Bediüzzaman'ın Veziri Zübeyir Gündüzalp Ağabey-8

Hüseyin ÇEŞİTCİOĞLU

بِاسْمِهٖ سُبْحَانَهُ

Üstadı Bediüzzaman Said Nursi (ra) bir gün Zübeyir Gündüzalp'e sordu:

"Zübeyir benden önce mi, yoksa sonra mı ölmek istersin?"

Üstadını canından daha çok seven Zübeyir Gündüzalp:

"Sizsiz bu dünyanın ne kıymeti var; sizden önce ölmek isterim Üstad'ım!" diye karşılık verince Üstad:

"Yaa kabre girip rahat etmek istiyorsun öyle mi? Benden sonra ölecek ve çok çile çekeceksin" demişti.

Zübeyir Gündüzalp; Nur hizmetinin nihai gayesi olan azami sıdk, azami ihlas, azami fedakarlık, azami dikkat ve azami tedbirde birinci olduğunu daima ispatlayan birinci Nur talebesidir.

Mustafa Sungur Ağabey'in anlatımına göre, "Zübeyir Ağabey üstad için bir noktayı istinattır. Bir kumandandır."

Afyon hapsinden sonra Zübeyir Abi tamamen üstadın yanında iman, Kur'an hizmetine başladığında
Üstad Mahmut Çalışkan'a şöyle anlatıyordu:

“Beni eskiden komünist ve masonlar mağlup edebilirdi. Zübeyir geldi artık kimse mağlup edemez!"

Bayram Yüksel Abi anlatıyor:

"Afyon Hapishanesi'ne girdiğimde 16 yaşımdaydım. Zübeyir Ağabeyin benim üzerimdeki tesiri çok fazladır. Risale-i Nur'un düsturları ve hizmet tarzı hakkında Zübeyir Ağabeyden çok istifade ettim."
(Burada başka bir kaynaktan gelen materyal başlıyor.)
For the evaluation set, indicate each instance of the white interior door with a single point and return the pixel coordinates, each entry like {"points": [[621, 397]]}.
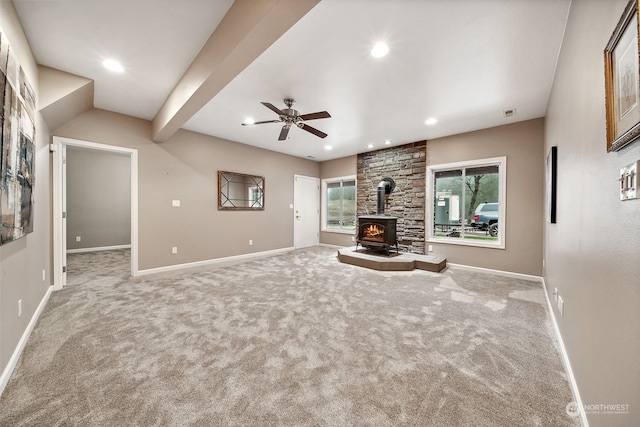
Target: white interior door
{"points": [[306, 194]]}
Üst sağdan; Bayram Yüksel rh Halil Çalışkan rh Alt sağdan;Tahiri Mutlu rh Mustafa Sungur rh

Doktor Mehmed Akay anlatıyor:

Zübeyir Abi bir gün bana şöyle dedi.

"Dr. Akay, benim aklım bozulsa sana Risale-i Nur okuma desem, beni dinleme! Ben davanın hakkaniyetine gölge düşürecek bir hareket yaparsam; bana bir iğne yapın ahirete gönderin size hakkımı helal ediyorum!" (ZG s 314)

Dizdariye Mescidi'nde bir hacı amca vardı. Mescid imamına demiş ki; bütün masrafı bana ait kızımı Mehmed'e vermek istiyorum.
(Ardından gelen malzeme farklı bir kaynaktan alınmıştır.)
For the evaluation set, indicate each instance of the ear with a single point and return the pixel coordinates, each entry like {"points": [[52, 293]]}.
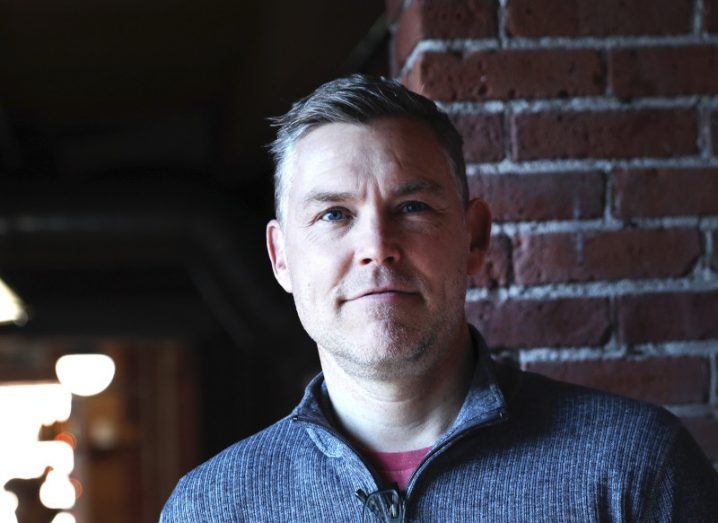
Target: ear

Gelip Zübeyir Abi'ye anlatınca, "kardeşim imtihandır. Kardeşim bu devirde kefeni boynunda İslam fedaisi olmak lazım! 30 yaşına kadar evlenmemeli" dedi. (ZG s, 312)

Kocamustafapaşa Tevruz Apartmanı son katında Tahir Abi imam ben müezzindim. Namazdan sonra Zübeyir abi, "tesbihatı getir kardeşim" dedi. "Bu tesbihatta 'ilahi' var mı kardeşim" dedi. Ben "İlahi salli vesellim ya Rabbi" şeklinde söylemiştim. Kardeşim ben ayniyatçıyım, Risale- i Nur'da ne varsa o! Sadırdan olmasın satırdan olsun" derdi. (ZG s 315)

Halil Uslu anlatıyor:

1967'de Abdülmecid Efendi'nin vefatı münasebetiyle Konya'ya gelen Zübeyir Abi çalışma hücremize giriverdi. Ders yaptıktan sonra çeşitli hatıralar anlattı ve üstattan şu sözleri aktardı.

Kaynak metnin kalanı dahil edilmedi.